04 juin – 26 novembre 206 : « Henri Harpignies. Peindre la nature. »

A l’occasion du centenaire de la mort du peintre Henri Harpignies (1819-1916) et pour célébrer le dépôt du musée d’Orsay de deux œuvres de l’artiste dans les collections conoises, le musée de la Loire propose une exposition consacrée à celui qu’Anatole France surnommait « le Michel Ange des arbres ». L’exposition revient sur la longue carrière de ce paysagiste talentueux, amoureux de la nature et profondément attaché à la Nièvre et sa région. Grâce à une soixantaine d’œuvres prêtées par de prestigieux établissements parisiens, et provenant de collections nationales et régionales, la présentation met en évidence l’omniprésence des arbres, de la lumière et de l’eau dans son abondante production.


 

19 septembre – 19 décembre 2015 : « En avant la musique ! Les arts et la musique »

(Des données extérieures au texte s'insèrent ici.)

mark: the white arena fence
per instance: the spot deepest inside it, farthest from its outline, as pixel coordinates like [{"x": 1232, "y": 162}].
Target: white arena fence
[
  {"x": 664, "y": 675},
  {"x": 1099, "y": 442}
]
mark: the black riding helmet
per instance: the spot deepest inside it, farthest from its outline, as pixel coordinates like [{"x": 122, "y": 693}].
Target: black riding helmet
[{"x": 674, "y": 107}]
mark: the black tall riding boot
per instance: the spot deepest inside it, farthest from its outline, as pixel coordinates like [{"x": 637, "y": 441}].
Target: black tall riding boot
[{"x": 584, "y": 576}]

Exposition " En avant la musique ! Les arts et la musique" - Jusqu'au 19 décembre

Organisée à l’occasion de la restauration de l’orgue de l’église Saint-Jacques de Cosne-Cours-sur-Loire, l’exposition explore les rapports profonds qu’entretient la musique avec les disciplines artistiques que l’on nomme traditionnellement « beaux-arts ». Les musiciens et leurs instruments ont en effet constitué une source continue d’inspiration pour les peintres, sculpteurs ou dessinateurs. Du portrait de musicien à  la nature morte aux instruments de musique, l’exposition évoque l’émergence de ce genre iconographique et révèle comment certains instruments de musique deviennent parfois eux-mêmes des œuvres d’art à part entière. Grâce à une cinquantaine d’œuvres provenant de nos collections et de collections régionales, l’exposition propose un voyage insolite autour de la musique à travers le temps et les arts.


 

18 avril – 30 août 2015 : « D’une rive à l’autre, franchir la Loire »

Fleuves et rivières ont été de véritables frontières naturelles, des obstacles entre les territoires et les populations. A travers l’exemple de Cosne-sur-Loire et de ses environs, l’exposition évoque les différents moyens imaginés par les populations pour traverser le fleuve et les croyances qui se sont cristallisées autour du franchissement, souvent périlleux. Les bacs et les passeurs, puis la construction des ponts, parfois dédiés aux trains et même aux bateaux, facilitent le passage d’une rive à l’autre et améliorent la vie quotidienne et le commerce. La traversée du fleuve se révèle aussi être un enjeu stratégique de conquête ou de protection du territoire comme l’explique la dernière partie du parcours à travers l’exemple de la Seconde Guerre mondiale.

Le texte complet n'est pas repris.